Die Frage, wem die Berufung zuzurechnen ist, lässt sich daher auf Grund dieses Kriteriums allein nicht eindeutig beantworten.

Aber auch die Umstände, dass bei Abfassung bzw. Erhebung der Berufung ein Briefpapier und Briefumschlag der Gesellschaft verwendet und hiebei die "Wir"-Form gebraucht wurde, lassen eine abschließende Beurteilung dieser Frage nicht zu. Es darf nämlich nicht übersehen werden, dass den dem Beschwerdeführer zur Last gelegten Verwaltungsübertretungen seine geschäftliche Tätigkeit im Rahmen der Gesellschaft zugrundeliegt, weshalb es - ohne dass daraus eine Zurechnung dieser Verfahrenshandlung an die Gesellschaft abgeleitet werden kann - verständlich erscheint, dass sich der Beschwerdeführer auch in diesem Falle, obwohl die Straferkenntnisse gegen ihn persönlich gerichtet waren, einer Form bedient hat, die im geschäftlichen Verkehr den allgemeinen kaufmännischen Gepflogenheiten entspricht.

Für die Annahme, der Beschwerdeführer habe die Berufung im eigenen Namen eingebracht, spricht, dass sich die erstinstanzlichen Straferkenntnisse gegen ihn persönlich gerichtet haben und nach der Judikatur des Verwaltungsgerichtshofes (vgl. das Erkenntnis vom 7. Dezember 1982, Zl. 2675/79, und die dort angeführte weitere Rechtsprechung) im Strafverfahren gegen das satzungsgemäß zur Vertretung nach außen berufene Organ einer Gesellschaft, einer Genossenschaft oder eines Vereines (§ 9 VStG 1950 in der auf den Beschwerdefall anzuwendenden Fassung vor der Novelle BGBl. Nr. 176/1983) der Gesellschaft (der Genossenschaft, dem Verein) keine Parteistellung zukommt. Allerdings lassen diese Umstände ihrerseits auch nicht den zwingenden Schluss dahingehend zu, dass die Berufung vom Beschwerdeführer im eigenen Namen erhoben worden sei, zumal die anderen bereits oben dargelegten Umstände, auf Grund derer ein Handeln für die Gesellschaft gleichfalls nicht ausgeschlossen werden kann, nicht außer acht gelassen werden können. Es ist daher auf Grund der bisherigen Überlegungen nicht eindeutig zu klären, wem die gegenständliche Berufung zuzurechnen ist.

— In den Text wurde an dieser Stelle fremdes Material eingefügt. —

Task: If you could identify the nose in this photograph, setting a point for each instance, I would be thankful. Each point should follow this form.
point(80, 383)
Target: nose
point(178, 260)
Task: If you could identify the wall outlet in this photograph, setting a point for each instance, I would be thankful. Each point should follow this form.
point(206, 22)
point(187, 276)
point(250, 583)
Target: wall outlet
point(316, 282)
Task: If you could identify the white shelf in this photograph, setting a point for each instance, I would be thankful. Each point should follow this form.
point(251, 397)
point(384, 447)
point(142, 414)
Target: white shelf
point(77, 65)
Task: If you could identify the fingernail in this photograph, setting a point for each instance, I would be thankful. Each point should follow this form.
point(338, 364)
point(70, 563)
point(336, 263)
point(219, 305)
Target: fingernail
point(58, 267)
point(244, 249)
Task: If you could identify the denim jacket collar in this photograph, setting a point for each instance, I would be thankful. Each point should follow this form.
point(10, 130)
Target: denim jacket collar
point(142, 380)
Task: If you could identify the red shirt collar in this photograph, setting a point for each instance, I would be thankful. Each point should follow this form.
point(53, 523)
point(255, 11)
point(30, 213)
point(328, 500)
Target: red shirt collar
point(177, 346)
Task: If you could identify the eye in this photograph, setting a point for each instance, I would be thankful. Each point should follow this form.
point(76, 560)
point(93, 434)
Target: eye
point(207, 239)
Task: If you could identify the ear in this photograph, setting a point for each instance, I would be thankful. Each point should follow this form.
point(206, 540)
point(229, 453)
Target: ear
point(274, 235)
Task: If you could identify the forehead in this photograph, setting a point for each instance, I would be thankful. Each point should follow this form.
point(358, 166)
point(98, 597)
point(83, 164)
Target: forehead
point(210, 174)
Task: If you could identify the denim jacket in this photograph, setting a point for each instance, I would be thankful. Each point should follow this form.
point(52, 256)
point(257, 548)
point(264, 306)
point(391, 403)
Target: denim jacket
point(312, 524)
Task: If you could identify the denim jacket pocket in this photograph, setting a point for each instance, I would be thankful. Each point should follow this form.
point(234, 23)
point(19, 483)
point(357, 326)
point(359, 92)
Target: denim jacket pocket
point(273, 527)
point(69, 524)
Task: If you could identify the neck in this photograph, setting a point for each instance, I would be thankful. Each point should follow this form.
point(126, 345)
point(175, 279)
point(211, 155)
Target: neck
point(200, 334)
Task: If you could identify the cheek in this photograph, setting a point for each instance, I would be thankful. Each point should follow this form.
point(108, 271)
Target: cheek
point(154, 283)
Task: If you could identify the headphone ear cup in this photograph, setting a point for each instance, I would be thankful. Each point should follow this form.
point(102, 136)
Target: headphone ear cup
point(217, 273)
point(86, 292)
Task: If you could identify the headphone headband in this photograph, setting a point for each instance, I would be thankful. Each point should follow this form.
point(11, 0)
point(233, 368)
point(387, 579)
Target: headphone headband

Die belangte Behörde musste sohin Zweifel daran hegen, wem die vorliegende Berufung zuzurechnen ist. Diese Zweifel konnten auch nicht durch den sonstigen Inhalt der Verwaltungsakten beseitigt werden. Sie waren zwar nicht, wie der Beschwerdeführer meint, im Wege eines Auftrages zur Behebung von Formgebrechen gemäß § 13 Abs. 3 AVG 1950 auszuräumen. Wohl aber war im vorliegenden Fall die Bestimmung des § 37 AVG 1950 anzuwenden, wonach den Parteien im Ermittlungsverfahren Gelegenheit zur Geltendmachung ihrer Rechte und rechtlichen Interessen zu geben ist. Ebenso wie die Behörde etwa verpflichtet ist, den Sinn eines mehrdeutigen Parteienantrages durch Herbeiführung einer entsprechenden Parteienerklärung festzustellen (vgl. hiezu das Erkenntnis des Verfassungsgerichtshofes vom 18. März 1959, Slg. Nr. 3517, sowie u.a. das hg. Erkenntnis vom 17. September 1969, Slg. Nr. 7636/A), ist sie auch verpflichtet, in einem Zweifelsfall wie dem vorliegenden sich Klarheit darüber zu verschaffen, wer Rechtsmittelwerber ist. Bemerkt sei, dass es sich hiebei nicht um die Nachholung einer an sich befristeten Prozesshandlung, sondern um die Klärung des Inhaltes einer zwar rechtzeitigen, jedoch undeutlichen Prozesshandlung handelt.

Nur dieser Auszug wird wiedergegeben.